Captain James K. TrashPanda would be honored.


----------



## teacozy1 (Mar 10, 2019)

Captain TrashPanda said:


> Captain James K. TrashPanda would be honored.



Oh awesome :3 
You got a discord? We could talk more about it there.


----------



## teacozy1 (Mar 10, 2019)

. Mate397 said:


> I can suggest my anthro dragon if you want


Oh a dragon sounds awesome~! You got a discord we can talk on?


----------



## teacozy1 (Mar 10, 2019)

Whimsycal said:


> Sounds fun  if you are still looking for a partner I am more than up for it.

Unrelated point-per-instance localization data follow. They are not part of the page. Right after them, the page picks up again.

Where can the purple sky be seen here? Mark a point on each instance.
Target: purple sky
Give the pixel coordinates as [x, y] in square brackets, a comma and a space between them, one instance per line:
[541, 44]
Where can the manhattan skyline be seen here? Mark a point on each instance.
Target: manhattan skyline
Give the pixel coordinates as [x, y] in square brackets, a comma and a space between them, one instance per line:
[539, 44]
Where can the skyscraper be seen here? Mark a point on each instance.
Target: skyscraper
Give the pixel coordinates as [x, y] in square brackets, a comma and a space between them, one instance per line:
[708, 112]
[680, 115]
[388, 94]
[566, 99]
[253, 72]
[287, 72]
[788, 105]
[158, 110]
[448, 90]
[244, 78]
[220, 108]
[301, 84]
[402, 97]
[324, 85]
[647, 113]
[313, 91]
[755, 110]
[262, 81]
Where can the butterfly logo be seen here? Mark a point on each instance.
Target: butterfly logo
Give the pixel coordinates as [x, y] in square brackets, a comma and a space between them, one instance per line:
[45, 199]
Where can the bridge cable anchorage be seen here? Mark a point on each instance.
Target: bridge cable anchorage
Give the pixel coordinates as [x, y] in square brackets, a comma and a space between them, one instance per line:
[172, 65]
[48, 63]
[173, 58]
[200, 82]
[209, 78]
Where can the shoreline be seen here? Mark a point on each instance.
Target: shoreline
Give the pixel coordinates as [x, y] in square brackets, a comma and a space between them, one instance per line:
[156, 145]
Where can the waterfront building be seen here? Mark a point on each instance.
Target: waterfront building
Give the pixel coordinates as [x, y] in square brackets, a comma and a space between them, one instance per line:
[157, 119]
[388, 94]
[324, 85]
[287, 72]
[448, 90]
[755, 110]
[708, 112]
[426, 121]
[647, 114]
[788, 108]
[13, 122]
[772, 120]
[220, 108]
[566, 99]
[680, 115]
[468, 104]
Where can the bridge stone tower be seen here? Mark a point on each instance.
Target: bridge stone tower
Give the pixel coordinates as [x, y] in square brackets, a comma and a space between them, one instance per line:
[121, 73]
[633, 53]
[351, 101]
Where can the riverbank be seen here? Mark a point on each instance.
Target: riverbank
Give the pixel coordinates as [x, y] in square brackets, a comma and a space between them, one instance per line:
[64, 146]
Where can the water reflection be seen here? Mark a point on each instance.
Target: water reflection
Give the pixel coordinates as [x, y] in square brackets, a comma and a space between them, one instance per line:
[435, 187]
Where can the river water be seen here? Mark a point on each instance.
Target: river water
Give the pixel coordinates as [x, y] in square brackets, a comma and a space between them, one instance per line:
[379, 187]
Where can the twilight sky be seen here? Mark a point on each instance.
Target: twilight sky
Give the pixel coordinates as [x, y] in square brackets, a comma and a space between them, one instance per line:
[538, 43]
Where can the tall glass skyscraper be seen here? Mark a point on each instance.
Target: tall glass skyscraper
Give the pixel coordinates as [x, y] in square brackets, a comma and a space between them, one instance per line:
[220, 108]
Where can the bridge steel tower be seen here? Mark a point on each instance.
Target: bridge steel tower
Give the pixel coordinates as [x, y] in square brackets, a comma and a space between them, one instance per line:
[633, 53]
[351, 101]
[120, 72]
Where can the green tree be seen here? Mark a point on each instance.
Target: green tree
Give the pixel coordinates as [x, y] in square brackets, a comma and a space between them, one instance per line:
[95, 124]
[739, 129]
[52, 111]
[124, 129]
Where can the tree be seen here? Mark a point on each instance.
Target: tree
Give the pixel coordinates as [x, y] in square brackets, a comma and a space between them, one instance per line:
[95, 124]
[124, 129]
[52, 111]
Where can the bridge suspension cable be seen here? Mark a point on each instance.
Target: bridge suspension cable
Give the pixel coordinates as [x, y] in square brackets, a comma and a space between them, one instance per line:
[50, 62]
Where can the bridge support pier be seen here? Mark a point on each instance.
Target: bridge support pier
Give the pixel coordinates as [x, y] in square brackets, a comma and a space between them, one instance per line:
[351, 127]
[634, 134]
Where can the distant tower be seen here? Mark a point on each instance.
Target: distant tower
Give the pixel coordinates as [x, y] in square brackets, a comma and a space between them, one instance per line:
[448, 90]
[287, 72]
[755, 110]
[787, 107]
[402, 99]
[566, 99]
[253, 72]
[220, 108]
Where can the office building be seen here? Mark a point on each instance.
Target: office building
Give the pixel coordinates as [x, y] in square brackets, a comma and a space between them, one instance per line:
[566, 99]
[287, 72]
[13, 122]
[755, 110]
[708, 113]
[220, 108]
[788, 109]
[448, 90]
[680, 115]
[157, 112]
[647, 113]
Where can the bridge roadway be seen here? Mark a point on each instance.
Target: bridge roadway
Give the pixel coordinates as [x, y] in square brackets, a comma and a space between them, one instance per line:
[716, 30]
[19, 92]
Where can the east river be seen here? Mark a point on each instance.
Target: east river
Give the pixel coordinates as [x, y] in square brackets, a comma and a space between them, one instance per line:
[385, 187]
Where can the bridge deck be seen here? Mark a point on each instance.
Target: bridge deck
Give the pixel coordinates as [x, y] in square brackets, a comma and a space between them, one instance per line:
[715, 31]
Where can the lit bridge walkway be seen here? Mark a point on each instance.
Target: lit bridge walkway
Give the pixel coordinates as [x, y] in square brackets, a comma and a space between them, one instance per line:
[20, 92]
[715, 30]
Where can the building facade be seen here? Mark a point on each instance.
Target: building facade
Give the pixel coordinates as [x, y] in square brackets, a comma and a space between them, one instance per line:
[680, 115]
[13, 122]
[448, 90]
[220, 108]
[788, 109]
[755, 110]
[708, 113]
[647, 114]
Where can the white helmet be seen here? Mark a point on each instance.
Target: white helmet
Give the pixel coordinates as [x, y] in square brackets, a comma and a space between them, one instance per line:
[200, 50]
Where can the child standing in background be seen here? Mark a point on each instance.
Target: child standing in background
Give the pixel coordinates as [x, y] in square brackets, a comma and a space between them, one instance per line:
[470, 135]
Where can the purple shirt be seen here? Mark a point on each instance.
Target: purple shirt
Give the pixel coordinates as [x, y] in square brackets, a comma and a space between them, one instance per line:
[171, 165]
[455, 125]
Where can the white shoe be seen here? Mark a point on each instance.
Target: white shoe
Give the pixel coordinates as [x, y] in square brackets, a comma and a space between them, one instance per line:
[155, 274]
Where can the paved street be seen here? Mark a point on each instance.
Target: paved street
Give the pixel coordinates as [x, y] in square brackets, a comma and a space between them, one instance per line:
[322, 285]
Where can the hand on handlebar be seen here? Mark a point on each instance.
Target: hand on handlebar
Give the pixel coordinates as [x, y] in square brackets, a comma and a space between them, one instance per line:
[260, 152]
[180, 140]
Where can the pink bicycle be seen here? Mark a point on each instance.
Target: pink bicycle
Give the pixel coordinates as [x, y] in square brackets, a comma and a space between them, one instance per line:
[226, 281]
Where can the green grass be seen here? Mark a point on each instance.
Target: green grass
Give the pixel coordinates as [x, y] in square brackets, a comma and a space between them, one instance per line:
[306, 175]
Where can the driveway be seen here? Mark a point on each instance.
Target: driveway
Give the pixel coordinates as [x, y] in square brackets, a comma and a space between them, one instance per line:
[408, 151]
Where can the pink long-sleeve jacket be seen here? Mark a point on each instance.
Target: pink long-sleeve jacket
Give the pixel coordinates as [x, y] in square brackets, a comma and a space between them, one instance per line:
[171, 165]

I am~! You got a discord we can talk on?


----------



## Whimsycal (Mar 10, 2019)

teacozy1 said:


> I am~! You got a discord we can talk on?

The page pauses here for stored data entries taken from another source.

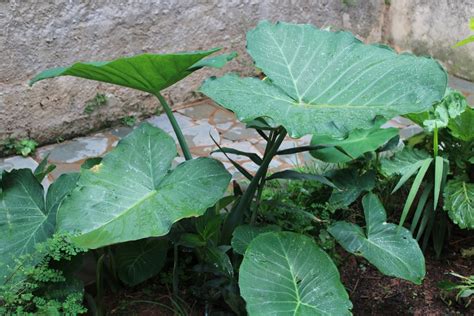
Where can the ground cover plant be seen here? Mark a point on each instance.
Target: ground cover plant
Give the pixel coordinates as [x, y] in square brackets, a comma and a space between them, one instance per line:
[130, 209]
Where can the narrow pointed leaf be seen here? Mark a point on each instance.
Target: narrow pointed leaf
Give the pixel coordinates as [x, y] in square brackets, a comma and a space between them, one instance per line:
[147, 72]
[315, 77]
[394, 252]
[285, 273]
[439, 163]
[459, 202]
[414, 189]
[405, 163]
[295, 175]
[462, 127]
[26, 219]
[214, 62]
[252, 156]
[349, 185]
[421, 206]
[132, 194]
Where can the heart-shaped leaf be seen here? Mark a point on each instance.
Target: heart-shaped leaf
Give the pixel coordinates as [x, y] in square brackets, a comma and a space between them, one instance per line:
[132, 194]
[147, 72]
[326, 83]
[285, 273]
[349, 185]
[26, 218]
[390, 248]
[244, 234]
[140, 260]
[459, 202]
[357, 143]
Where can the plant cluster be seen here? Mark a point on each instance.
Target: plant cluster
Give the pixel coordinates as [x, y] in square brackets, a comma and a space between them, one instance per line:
[24, 147]
[131, 208]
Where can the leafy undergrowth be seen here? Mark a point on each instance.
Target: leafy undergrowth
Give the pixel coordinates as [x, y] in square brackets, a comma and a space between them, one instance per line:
[371, 292]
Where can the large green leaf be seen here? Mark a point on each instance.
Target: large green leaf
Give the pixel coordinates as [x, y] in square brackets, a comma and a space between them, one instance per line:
[26, 219]
[462, 127]
[452, 105]
[285, 273]
[244, 234]
[350, 185]
[140, 260]
[390, 248]
[405, 163]
[459, 202]
[132, 194]
[147, 72]
[357, 143]
[327, 83]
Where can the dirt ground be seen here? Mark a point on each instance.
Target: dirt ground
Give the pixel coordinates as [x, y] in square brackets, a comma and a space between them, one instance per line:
[370, 292]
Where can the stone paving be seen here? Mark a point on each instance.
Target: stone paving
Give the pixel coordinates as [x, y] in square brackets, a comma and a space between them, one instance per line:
[199, 121]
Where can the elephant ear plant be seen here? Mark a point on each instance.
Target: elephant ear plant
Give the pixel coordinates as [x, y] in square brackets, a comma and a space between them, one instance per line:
[330, 84]
[321, 83]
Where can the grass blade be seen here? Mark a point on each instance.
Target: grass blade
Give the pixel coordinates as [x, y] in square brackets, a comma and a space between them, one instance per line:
[414, 189]
[295, 175]
[408, 174]
[439, 162]
[226, 150]
[420, 206]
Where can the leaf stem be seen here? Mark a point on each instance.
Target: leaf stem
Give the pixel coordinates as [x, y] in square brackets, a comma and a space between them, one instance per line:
[435, 141]
[175, 272]
[177, 130]
[236, 217]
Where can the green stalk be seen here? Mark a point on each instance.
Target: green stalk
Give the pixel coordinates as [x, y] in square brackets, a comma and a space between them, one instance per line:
[236, 217]
[177, 130]
[175, 272]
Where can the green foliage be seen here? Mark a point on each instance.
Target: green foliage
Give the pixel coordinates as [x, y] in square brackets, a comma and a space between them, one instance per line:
[140, 260]
[100, 100]
[137, 72]
[298, 206]
[357, 143]
[43, 289]
[133, 187]
[288, 273]
[26, 216]
[315, 77]
[24, 147]
[390, 248]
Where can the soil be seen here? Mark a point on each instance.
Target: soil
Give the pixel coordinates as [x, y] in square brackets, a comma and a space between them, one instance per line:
[370, 292]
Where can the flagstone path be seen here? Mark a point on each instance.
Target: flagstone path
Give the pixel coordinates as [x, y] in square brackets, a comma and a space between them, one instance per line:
[199, 121]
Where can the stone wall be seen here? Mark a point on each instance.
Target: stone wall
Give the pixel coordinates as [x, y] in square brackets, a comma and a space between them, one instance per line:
[36, 35]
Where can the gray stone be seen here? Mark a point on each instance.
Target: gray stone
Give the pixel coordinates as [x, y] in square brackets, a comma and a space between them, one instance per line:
[239, 132]
[429, 27]
[200, 135]
[19, 162]
[121, 131]
[75, 150]
[37, 35]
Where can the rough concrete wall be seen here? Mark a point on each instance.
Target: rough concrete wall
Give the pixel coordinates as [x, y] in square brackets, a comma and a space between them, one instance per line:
[36, 35]
[432, 28]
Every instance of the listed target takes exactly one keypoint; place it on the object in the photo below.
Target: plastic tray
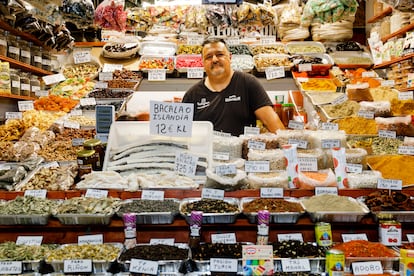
(211, 218)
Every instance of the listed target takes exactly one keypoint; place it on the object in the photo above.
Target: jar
(36, 56)
(86, 159)
(96, 145)
(288, 110)
(15, 81)
(25, 55)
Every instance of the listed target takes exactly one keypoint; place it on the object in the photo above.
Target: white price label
(223, 265)
(227, 238)
(152, 195)
(212, 193)
(77, 266)
(266, 192)
(157, 74)
(90, 239)
(185, 163)
(389, 184)
(257, 166)
(366, 268)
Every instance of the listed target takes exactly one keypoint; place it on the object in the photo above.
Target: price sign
(171, 119)
(295, 265)
(25, 105)
(290, 237)
(366, 268)
(157, 74)
(77, 266)
(227, 238)
(223, 265)
(152, 195)
(389, 184)
(185, 163)
(275, 72)
(212, 193)
(195, 72)
(29, 240)
(256, 166)
(90, 239)
(271, 192)
(354, 237)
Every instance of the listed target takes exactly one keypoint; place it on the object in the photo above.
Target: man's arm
(269, 118)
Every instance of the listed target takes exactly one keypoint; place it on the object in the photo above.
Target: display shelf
(396, 60)
(380, 16)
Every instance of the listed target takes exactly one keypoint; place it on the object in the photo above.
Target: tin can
(335, 262)
(323, 234)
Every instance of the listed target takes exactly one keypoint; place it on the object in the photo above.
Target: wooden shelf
(379, 16)
(396, 60)
(26, 67)
(400, 32)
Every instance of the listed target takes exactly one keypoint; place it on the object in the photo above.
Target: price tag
(366, 114)
(301, 144)
(275, 72)
(308, 164)
(290, 237)
(223, 156)
(227, 238)
(36, 193)
(212, 193)
(389, 184)
(162, 241)
(10, 267)
(90, 239)
(329, 126)
(223, 265)
(157, 74)
(251, 131)
(256, 166)
(29, 240)
(25, 105)
(271, 192)
(408, 150)
(366, 268)
(354, 168)
(295, 265)
(354, 237)
(185, 164)
(152, 195)
(195, 72)
(109, 67)
(171, 119)
(226, 169)
(14, 115)
(326, 190)
(305, 67)
(296, 125)
(52, 79)
(253, 144)
(330, 143)
(95, 193)
(387, 134)
(82, 56)
(77, 266)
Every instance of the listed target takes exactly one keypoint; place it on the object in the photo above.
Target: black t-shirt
(231, 109)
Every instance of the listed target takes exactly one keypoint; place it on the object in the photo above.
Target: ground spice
(357, 125)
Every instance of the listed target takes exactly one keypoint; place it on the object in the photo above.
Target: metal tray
(211, 218)
(281, 217)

Yup I do! Sending you a message


----------



## Kade ZKing (Mar 10, 2019)

I like the idea if still open. 

Does have to be on discord or can be it Furaffinity?


----------



## teacozy1 (Mar 10, 2019)

Kade ZKing said:


> I like the idea if still open.
> 
> Does have to be on discord or can be it Furaffinity?



Yeah it is and I can do it on FA if you feel better doing it on there.


----------



## . Mate397 (Mar 10, 2019)

teacozy1 said:


> Oh a dragon sounds awesome~! You got a discord we can talk on?


Yes, sending it in a note


----------



## Kade ZKing (Mar 10, 2019)

teacozy1 said:


> Yeah it is and I can do it on FA if you feel better doing it on there.


Ok, i don't much about discord but I do one, or I use Userpage of The-Z-King -- Fur Affinity [dot] net


----------



## teacozy1 (Mar 10, 2019)

Kade ZKing said:


> Ok, i don't much about discord but I do one, or I use Userpage of The-Z-King -- Fur Affinity [dot] net


Ok I'll send you a note on FA then


----------



## Captain TrashPanda (Mar 10, 2019)

teacozy1 said:


> Oh awesome :3
> You got a discord? We could talk more about it there.


yea, ill send you a pm on here with my tag


----------



## max-sutari (Mar 11, 2019)

Hi, I'll be interested in this roleplay you have here. I'll post a link to my FA profile. Have a look at my characters and if one stands out to you send me a note on FA. After that I'll give you my discord username.

Userpage of max-sutari -- Fur Affinity [dot] net

Thank you


----------